Geothermal radiant heating and cooling floor system
Heating and cooling is largely accomplished through hydronic radiant-heated and radiant-cooled floors in conjunction with geothermal heat pumps. The earth is used as a heat source during winter and a heat sink during summer. The Schluter- BEKOTEC modular screed panel forms the platform for the system and integrates with the tile covering to produce a system that reacts very quickly to changes in temperature, and consumes 70 to 80 percent less energy than traditional systems. This technology creates a comfortable working environment with low operating costs.
Heating and cooling recovery system
A similar principle was applied where a 200-ft long, 3-ft diameter tunnel was excavated behind the facility for the purposes of air exchange. Air temperature in the tunnel remains consistently warmer than the outside air during winter and cooler than the outside air during summer, thus reducing the amount of work required of the heating and cooling systems to maintain comfortable indoor temperatures.
The heating and cooling recovery system recaptures 80 percent of the conditioned air inside the building before it leaves and sends it back into the space along with fresh air, further saving energy costs.
Indoor “living wall”
The wall covered in living plants adds oxygen and humidity into the building and acts as a bio-filter for the air inside the building. The living wall also reduces noise, absorbs magnetic waves, and enhances the esthetic appeal of the space.
Ceiling skylights installed throughout the warehouse, offices, and atrium provide extensive natural daylight resulting in 75 percent of the employees working under natural light.

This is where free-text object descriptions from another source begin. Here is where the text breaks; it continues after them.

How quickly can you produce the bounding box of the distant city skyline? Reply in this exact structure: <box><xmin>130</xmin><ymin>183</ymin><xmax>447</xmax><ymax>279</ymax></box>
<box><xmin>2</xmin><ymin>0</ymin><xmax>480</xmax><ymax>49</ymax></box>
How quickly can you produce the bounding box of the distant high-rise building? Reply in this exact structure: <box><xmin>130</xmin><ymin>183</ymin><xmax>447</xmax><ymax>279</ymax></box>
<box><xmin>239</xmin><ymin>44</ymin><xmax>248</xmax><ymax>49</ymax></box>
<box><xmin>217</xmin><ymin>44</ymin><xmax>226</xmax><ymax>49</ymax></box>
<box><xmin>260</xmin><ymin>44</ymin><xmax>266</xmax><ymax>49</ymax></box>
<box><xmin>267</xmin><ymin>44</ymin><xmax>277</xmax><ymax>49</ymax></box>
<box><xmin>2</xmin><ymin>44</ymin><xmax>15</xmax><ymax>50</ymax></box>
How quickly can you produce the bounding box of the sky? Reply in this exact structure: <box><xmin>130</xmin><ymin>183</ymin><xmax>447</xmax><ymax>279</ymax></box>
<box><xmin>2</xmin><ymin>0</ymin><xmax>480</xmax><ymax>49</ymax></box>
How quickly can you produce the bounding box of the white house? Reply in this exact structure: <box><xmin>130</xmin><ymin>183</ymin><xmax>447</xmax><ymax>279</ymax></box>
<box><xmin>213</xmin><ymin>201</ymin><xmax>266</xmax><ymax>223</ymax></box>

Lighting to allow for the most ergonomic and energy-efficient work environment
The building is equipped with a combination of direct and indirect lighting. Indirect lighting decreases glare on computer screens, and creates a soft environment conducive to concentrated work. Automated lighting throughout the building is programmed to activate only as needed, and all exterior lights are on timers. Exterior LED lights provide soft lighting that is not directed towards the sky. These lights are used to conserve energy, and as a courtesy to neighbors.
Traditional eco-friendly systems such as solar heating, white TPO roofing membrane, and low-E windows were also used.

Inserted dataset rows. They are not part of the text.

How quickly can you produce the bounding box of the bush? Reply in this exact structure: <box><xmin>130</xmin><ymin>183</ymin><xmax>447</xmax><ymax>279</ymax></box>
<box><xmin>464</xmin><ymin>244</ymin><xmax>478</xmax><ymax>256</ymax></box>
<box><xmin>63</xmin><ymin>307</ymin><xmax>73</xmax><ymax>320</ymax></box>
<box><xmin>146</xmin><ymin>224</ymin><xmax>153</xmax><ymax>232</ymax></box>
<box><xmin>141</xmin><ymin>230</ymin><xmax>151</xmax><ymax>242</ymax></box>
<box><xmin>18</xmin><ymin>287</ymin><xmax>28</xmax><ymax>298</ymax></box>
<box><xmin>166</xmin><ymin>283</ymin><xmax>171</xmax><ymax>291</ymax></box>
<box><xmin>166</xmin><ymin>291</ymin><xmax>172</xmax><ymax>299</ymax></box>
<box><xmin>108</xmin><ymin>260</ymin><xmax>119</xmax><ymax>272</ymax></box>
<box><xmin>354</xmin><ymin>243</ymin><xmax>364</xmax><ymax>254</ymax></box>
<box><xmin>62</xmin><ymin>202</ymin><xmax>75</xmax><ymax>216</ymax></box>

Conscious of the impact on the environment, every effort was made to limit the use of energy and water utilities, and implement measures that ensure the long-term profitability of the facility. At the same time, the well-being of Schluter employees was considered by designing an ergonomic work environment in which every workstation benefits from natural light, and a view of the outdoors.
The construction of the Reno distribution center was a hands-on R&D project that produced an end result above and beyond all expectations. It is a perfect example of how conventional building methods continue to evolve over the years, and how tile and stone are key elements in the successful implementation of sustainable systems that maximize energy efficiency, and ensure long-term profitability.